A basic mode of behavior: a review of reinforcement learning, from a computational and biological point of view.
The Journal Frontiers of Interdisciplinary Research in the Life Sciences (HFSP Publishing) made its first issue freely available online. The Journal specializes in "innovative interdisciplinary research at the interface between biology and the physical sciences." An excellent paper (complete, clear, exhaustive) by Kenji Doya presents a state-of-the-art review of reinforcement learning, both as a computational theory (the procedures) and a biological mechanism (neural activity).

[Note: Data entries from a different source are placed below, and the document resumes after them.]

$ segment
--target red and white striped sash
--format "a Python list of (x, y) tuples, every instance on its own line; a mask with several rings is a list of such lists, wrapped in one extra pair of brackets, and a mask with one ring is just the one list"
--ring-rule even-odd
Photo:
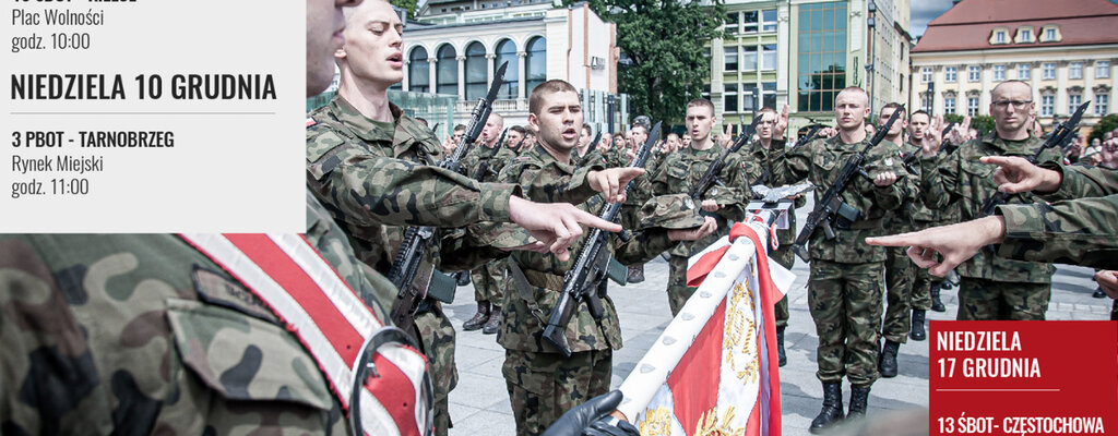
[[(180, 234), (239, 280), (286, 323), (319, 364), (349, 410), (358, 358), (385, 327), (322, 255), (300, 234)], [(380, 347), (376, 377), (361, 380), (367, 435), (423, 435), (427, 410), (424, 355), (402, 345)], [(364, 364), (364, 362), (360, 362)], [(418, 406), (418, 407), (417, 407)]]

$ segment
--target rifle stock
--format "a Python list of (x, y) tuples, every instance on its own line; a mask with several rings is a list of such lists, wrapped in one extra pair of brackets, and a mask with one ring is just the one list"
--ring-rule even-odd
[[(633, 158), (633, 162), (628, 166), (643, 168), (645, 163), (648, 162), (652, 145), (659, 139), (660, 123), (656, 123), (648, 133), (648, 138), (644, 142), (644, 145), (637, 148), (636, 157)], [(627, 193), (633, 188), (633, 185), (634, 181), (629, 181), (625, 185), (625, 192)], [(620, 203), (607, 204), (598, 217), (613, 222), (617, 220), (620, 209)], [(609, 251), (606, 250), (606, 244), (609, 242), (608, 236), (608, 232), (601, 229), (590, 231), (589, 238), (587, 238), (582, 250), (579, 251), (578, 258), (576, 258), (575, 265), (563, 274), (562, 292), (559, 297), (559, 302), (551, 310), (548, 323), (543, 328), (541, 338), (561, 352), (563, 357), (570, 357), (571, 355), (570, 345), (567, 341), (567, 324), (570, 323), (570, 317), (575, 314), (576, 307), (581, 302), (586, 302), (587, 309), (594, 319), (601, 319), (605, 314), (605, 308), (601, 306), (601, 299), (598, 297), (598, 282), (605, 279), (606, 268), (609, 264)]]

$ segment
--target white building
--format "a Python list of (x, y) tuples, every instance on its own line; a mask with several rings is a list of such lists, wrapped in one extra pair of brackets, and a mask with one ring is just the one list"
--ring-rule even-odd
[[(401, 89), (456, 96), (454, 123), (468, 119), (496, 68), (508, 61), (493, 105), (505, 126), (528, 124), (528, 96), (549, 79), (579, 88), (586, 123), (605, 125), (606, 96), (617, 93), (616, 29), (587, 3), (434, 0), (418, 16), (404, 31)], [(625, 112), (620, 103), (617, 109)], [(439, 130), (444, 135), (446, 128)]]

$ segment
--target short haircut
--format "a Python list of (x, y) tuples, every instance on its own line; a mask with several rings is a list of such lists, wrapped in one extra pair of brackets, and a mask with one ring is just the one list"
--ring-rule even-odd
[(537, 85), (532, 88), (532, 95), (528, 97), (528, 112), (540, 115), (540, 110), (543, 109), (543, 97), (556, 93), (578, 94), (578, 89), (575, 89), (575, 86), (568, 84), (566, 80), (559, 79), (551, 79)]
[(865, 93), (865, 89), (859, 88), (856, 86), (847, 86), (845, 88), (842, 88), (842, 90), (840, 90), (839, 94), (835, 94), (835, 100), (839, 100), (839, 96), (843, 95), (843, 93), (860, 94), (862, 95), (863, 98), (865, 98), (865, 106), (866, 107), (870, 106), (870, 95)]
[(710, 109), (710, 115), (714, 115), (714, 104), (710, 103), (710, 100), (708, 100), (705, 98), (695, 98), (695, 99), (693, 99), (691, 101), (688, 101), (688, 107), (684, 110), (690, 109), (692, 107), (697, 107), (697, 106), (705, 107), (705, 108)]
[(997, 88), (1001, 88), (1001, 87), (1002, 87), (1002, 85), (1007, 85), (1007, 84), (1021, 84), (1021, 85), (1024, 85), (1025, 87), (1027, 87), (1027, 88), (1029, 88), (1029, 94), (1030, 94), (1030, 95), (1032, 95), (1032, 94), (1033, 94), (1033, 86), (1032, 86), (1032, 85), (1029, 85), (1029, 83), (1027, 83), (1027, 81), (1024, 81), (1024, 80), (1017, 80), (1017, 79), (1010, 79), (1010, 80), (1005, 80), (1005, 81), (1003, 81), (1003, 83), (1001, 83), (1001, 84), (997, 84), (997, 86), (995, 86), (995, 87), (994, 87), (994, 89), (991, 89), (991, 90), (989, 90), (989, 95), (991, 95), (991, 96), (993, 97), (993, 96), (994, 96), (994, 93), (997, 93)]
[[(898, 118), (898, 119), (904, 119), (904, 108), (901, 107), (900, 103), (896, 103), (896, 101), (887, 103), (884, 106), (881, 107), (881, 110), (885, 110), (885, 109), (893, 109), (893, 112), (900, 110), (901, 115), (900, 115), (900, 118)], [(881, 110), (878, 110), (878, 115), (881, 114)]]

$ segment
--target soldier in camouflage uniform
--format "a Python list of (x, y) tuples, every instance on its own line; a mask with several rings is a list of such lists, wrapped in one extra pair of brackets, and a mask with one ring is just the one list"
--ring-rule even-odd
[[(330, 84), (333, 23), (358, 3), (307, 0), (309, 95)], [(408, 193), (434, 211), (377, 207), (389, 223), (509, 221), (566, 209), (566, 219), (605, 224), (569, 206), (517, 201), (510, 211), (509, 197), (486, 198), (451, 173), (416, 180), (414, 165), (370, 161), (383, 169), (370, 197)], [(445, 197), (463, 201), (436, 210), (433, 198)], [(310, 193), (306, 207), (306, 240), (386, 319), (391, 283), (358, 261)], [(351, 434), (299, 339), (236, 278), (173, 235), (2, 235), (0, 313), (4, 434)]]
[[(498, 144), (501, 129), (504, 128), (504, 117), (491, 113), (485, 120), (477, 144), (462, 159), (466, 174), (476, 176), (479, 182), (494, 182), (504, 163), (515, 153)], [(494, 154), (493, 147), (500, 147)], [(505, 260), (499, 259), (474, 268), (470, 275), (474, 282), (474, 301), (477, 312), (462, 324), (465, 331), (482, 329), (482, 333), (496, 333), (498, 320), (501, 319), (501, 300), (504, 298)]]
[(1004, 192), (1032, 192), (1052, 203), (1003, 204), (991, 216), (866, 242), (911, 246), (917, 265), (940, 277), (991, 245), (1005, 259), (1118, 269), (1118, 173), (1051, 161), (1036, 166), (1021, 157), (980, 162), (1001, 166), (992, 175)]
[[(757, 141), (752, 142), (748, 148), (739, 151), (742, 154), (742, 171), (748, 172), (748, 165), (758, 165), (761, 172), (758, 178), (746, 181), (747, 183), (742, 186), (742, 190), (747, 193), (752, 193), (752, 185), (771, 185), (773, 164), (779, 155), (786, 152), (785, 146), (787, 145), (784, 130), (788, 128), (788, 105), (785, 105), (784, 112), (780, 114), (777, 114), (776, 109), (771, 107), (761, 108), (757, 113), (757, 116), (765, 117), (757, 124)], [(793, 201), (793, 206), (796, 209), (807, 204), (807, 198), (803, 195), (796, 195)], [(788, 211), (788, 229), (777, 230), (776, 238), (779, 246), (776, 250), (769, 251), (769, 259), (792, 270), (792, 267), (796, 263), (796, 255), (792, 252), (792, 243), (796, 241), (795, 210)], [(788, 328), (788, 318), (790, 318), (788, 313), (788, 295), (777, 301), (774, 311), (776, 312), (777, 360), (783, 367), (788, 364), (788, 357), (784, 349), (784, 331)]]
[[(596, 190), (582, 182), (585, 174), (597, 165), (576, 167), (571, 161), (581, 117), (578, 93), (570, 84), (549, 80), (537, 86), (529, 99), (528, 119), (539, 133), (539, 144), (505, 166), (501, 180), (520, 184), (531, 200), (580, 203), (579, 207), (586, 211), (597, 212), (605, 204), (604, 198), (618, 200), (612, 195), (596, 195)], [(626, 172), (635, 176), (641, 171), (629, 168)], [(690, 216), (678, 224), (690, 227), (703, 222), (694, 211), (690, 212)], [(705, 231), (709, 230), (707, 225)], [(675, 243), (672, 239), (701, 234), (674, 232), (670, 234), (663, 227), (646, 229), (636, 232), (628, 243), (608, 238), (617, 260), (634, 263), (666, 250)], [(572, 253), (579, 250), (579, 244), (571, 246)], [(575, 308), (566, 326), (572, 351), (570, 358), (565, 358), (540, 337), (548, 314), (559, 300), (563, 274), (575, 261), (575, 256), (560, 261), (549, 254), (527, 251), (513, 253), (510, 259), (510, 263), (523, 270), (527, 283), (505, 292), (498, 342), (505, 348), (502, 374), (518, 435), (540, 434), (563, 411), (609, 387), (613, 350), (620, 348), (622, 337), (617, 312), (607, 295), (600, 295), (605, 309), (600, 320), (595, 320), (581, 304)]]
[[(899, 104), (890, 103), (881, 108), (878, 115), (879, 123), (884, 123), (900, 108)], [(900, 146), (900, 155), (897, 158), (906, 163), (906, 171), (913, 178), (913, 184), (919, 184), (920, 149), (912, 144), (904, 142), (904, 129), (908, 128), (908, 119), (902, 110), (900, 118), (893, 123), (892, 128), (885, 134), (885, 141)], [(912, 213), (918, 207), (919, 197), (911, 198), (896, 211), (889, 211), (881, 220), (887, 233), (901, 233), (912, 230), (915, 222)], [(901, 343), (908, 341), (909, 330), (913, 321), (912, 314), (912, 275), (915, 274), (912, 261), (904, 249), (885, 249), (885, 319), (882, 321), (881, 336), (885, 338), (884, 346), (881, 347), (881, 355), (878, 357), (878, 370), (881, 377), (897, 377), (897, 353)], [(923, 326), (923, 312), (919, 312), (920, 326)], [(922, 329), (921, 329), (922, 330)]]
[[(652, 188), (655, 195), (688, 193), (695, 186), (710, 164), (718, 159), (724, 151), (710, 137), (710, 130), (717, 123), (714, 106), (707, 99), (694, 99), (688, 103), (686, 125), (694, 141), (690, 148), (667, 155), (667, 158), (656, 169), (652, 177)], [(718, 222), (718, 232), (702, 240), (675, 245), (669, 253), (667, 301), (674, 317), (694, 293), (695, 288), (688, 287), (688, 258), (707, 248), (719, 238), (730, 232), (730, 221), (741, 221), (745, 217), (746, 197), (741, 186), (750, 180), (760, 176), (759, 166), (751, 165), (755, 174), (745, 174), (741, 156), (730, 154), (726, 158), (718, 178), (724, 186), (713, 186), (701, 198), (700, 207), (708, 216)]]
[[(350, 21), (345, 31), (347, 42), (338, 55), (342, 71), (339, 93), (330, 104), (311, 114), (315, 124), (307, 128), (306, 156), (311, 176), (307, 182), (345, 229), (361, 261), (387, 274), (406, 227), (386, 225), (376, 216), (376, 209), (381, 205), (368, 201), (362, 194), (368, 183), (378, 183), (379, 177), (391, 175), (382, 168), (362, 164), (382, 157), (434, 165), (443, 159), (443, 147), (429, 129), (404, 115), (387, 98), (369, 97), (385, 97), (387, 88), (400, 79), (400, 72), (386, 68), (388, 64), (383, 60), (399, 52), (396, 45), (399, 30), (388, 28), (389, 23), (399, 22), (392, 9), (385, 2), (370, 1), (347, 17)], [(379, 33), (369, 29), (379, 30)], [(487, 128), (485, 137), (495, 143), (496, 137), (492, 133), (499, 128)], [(514, 190), (512, 185), (495, 186), (495, 191), (504, 195)], [(395, 203), (391, 207), (400, 209)], [(413, 211), (411, 207), (407, 210)], [(416, 207), (414, 212), (440, 213), (421, 207)], [(426, 255), (417, 280), (430, 277), (430, 269), (435, 267), (449, 271), (468, 270), (492, 259), (504, 258), (506, 253), (476, 243), (467, 233), (453, 232), (436, 235)], [(481, 280), (475, 278), (474, 283), (479, 285)], [(447, 396), (457, 385), (455, 331), (439, 301), (429, 297), (432, 293), (419, 306), (415, 328), (432, 367), (436, 428), (445, 434), (451, 426)]]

Exactly what the title announces: Reinforcement learning: Computational theory and biological mechanisms. The paper covers research in neuroscience, AI, computer science, robotics, neuroeconomics, psychology. See this nice schema of reinforcement learning in the brain:
(From the paper:) A schematic model of implementation of reinforcement learning in the cortico-basal ganglia circuit (Doya, 1999, 2000). Based on the state representation in the cortex, the striatum learns state and action value functions. The state value coding striatal neurons project to dopamine neurons, which sends the TD signal back to the striatum. The outputs of action value coding striatal neurons channel through the pallidum and the thalamus, where stochastic action selection may be realized
This stuff is exactly what a theory of natural rationality (and economics tout court): plausible, tractable, and real computational mechanism grounded in neurobiology. As Selten once said, speaking of reinforcement learning:
a theory of bounded rationality cannot avoid this basic mode of behavior (Selten, 2001, p. 16)
References
- Kenji, D. (2007). Reinforcement learning: Computational theory and biological mechanisms. HFSP Journal, 1(1), 30-40.
- Selten, R. (2001). What is bounded rationality ? . In G. Gigerenzer & R. Selten (Eds.), Bounded Rationality: The Adaptive Toolbox (pp. 13-36). MIT Press: Cambridge, MA.